Richard Serra in Doha

28. Dez. 2011 in Ausstellungen

Richard Serra, Doha 2011

Richard Serra, Doha

Vor dreieinhalb Jahren war Serra eingeladen worden, für das Museum of Islamic Art in Doha eine Skulptur im öffentlichen Raum zu entwerfen. Aber statt nur seine Stahlplatten aufzustellen, entwickelte er erst einmal ein eigenes Areal dafür. Jetzt führt eine 2 km lange, geschwungene Promenade auf einer künstlichen Halbinsel zu einem Pier-ähnlichen Platz, auf dem „7“ stolze 24 Meter in die Höhe ragt.
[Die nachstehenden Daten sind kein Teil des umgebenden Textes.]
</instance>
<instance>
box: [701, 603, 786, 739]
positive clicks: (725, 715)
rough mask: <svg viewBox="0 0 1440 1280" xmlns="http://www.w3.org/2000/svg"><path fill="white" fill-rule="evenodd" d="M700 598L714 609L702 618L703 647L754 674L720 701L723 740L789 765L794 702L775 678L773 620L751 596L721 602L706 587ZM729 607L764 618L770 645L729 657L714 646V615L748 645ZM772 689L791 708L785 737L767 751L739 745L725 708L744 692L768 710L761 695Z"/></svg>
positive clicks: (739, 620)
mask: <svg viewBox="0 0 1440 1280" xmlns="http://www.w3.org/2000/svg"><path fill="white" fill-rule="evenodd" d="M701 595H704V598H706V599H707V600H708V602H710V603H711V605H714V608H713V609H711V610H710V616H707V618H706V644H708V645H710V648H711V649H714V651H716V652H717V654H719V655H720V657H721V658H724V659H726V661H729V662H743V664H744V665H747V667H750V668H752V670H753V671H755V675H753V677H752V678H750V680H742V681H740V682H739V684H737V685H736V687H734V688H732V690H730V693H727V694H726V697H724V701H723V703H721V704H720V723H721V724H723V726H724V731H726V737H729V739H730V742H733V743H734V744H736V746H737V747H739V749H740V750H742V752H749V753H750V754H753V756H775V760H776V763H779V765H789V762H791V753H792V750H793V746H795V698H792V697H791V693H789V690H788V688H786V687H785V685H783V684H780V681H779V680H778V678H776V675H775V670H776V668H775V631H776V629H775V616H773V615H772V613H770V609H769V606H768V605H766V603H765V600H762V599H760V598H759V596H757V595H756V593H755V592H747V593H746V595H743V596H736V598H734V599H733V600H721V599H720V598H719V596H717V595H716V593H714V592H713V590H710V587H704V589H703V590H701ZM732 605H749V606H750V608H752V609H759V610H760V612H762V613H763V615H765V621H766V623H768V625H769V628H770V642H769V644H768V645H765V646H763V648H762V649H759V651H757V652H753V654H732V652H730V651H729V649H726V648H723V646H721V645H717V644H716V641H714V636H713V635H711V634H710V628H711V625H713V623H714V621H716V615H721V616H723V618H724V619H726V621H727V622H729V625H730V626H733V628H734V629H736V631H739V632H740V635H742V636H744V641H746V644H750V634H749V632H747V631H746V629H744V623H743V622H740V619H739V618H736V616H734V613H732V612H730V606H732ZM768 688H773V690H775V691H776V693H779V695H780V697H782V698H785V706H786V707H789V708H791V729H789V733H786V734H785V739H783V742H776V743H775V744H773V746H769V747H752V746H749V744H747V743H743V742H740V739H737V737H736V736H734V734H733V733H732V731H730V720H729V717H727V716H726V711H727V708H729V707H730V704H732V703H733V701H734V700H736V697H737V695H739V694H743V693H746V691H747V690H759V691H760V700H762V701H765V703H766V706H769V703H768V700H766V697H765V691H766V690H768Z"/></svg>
Acht Meter tief ist die See hier. 18 Taucher waren im Einsatz, um beim Bau von vier Säulen zu helfen, die zur Stabilisierung der Stahlplatten notwendig sind – erst dann konnte der Pier gebaut werden. Es ist das erste Mal, dass Serra mit sieben Platten arbeitet. Diese Entscheidung entstand aus seiner Beschäftigung mit der islamischen Kultur. Denn „7“ greife die Architektur der Minarette auf, erklärte Serra. Die sind zwar eigentlich rund, aber in der afghanistanischen Stadt Ghazi fand er ein oktogonales, kantiges Ziegelminarette. So ragt die Skulptur jetzt mitten im Corniche in den Himmel und verbindet die westliche Kunst mit islamischer Kultur. Auf einer Achse mit dem Museum und dem Bürotürme-Areal am gegenüberliegenden Ufer gelegen, ist „7“ eine weithin sichtbare, sehr prominente Landmark mitten im Corniche und ein deutliches Zeichen für die Aufbruchsstimmung in dem kleinen, reichen  Königreich am Golf.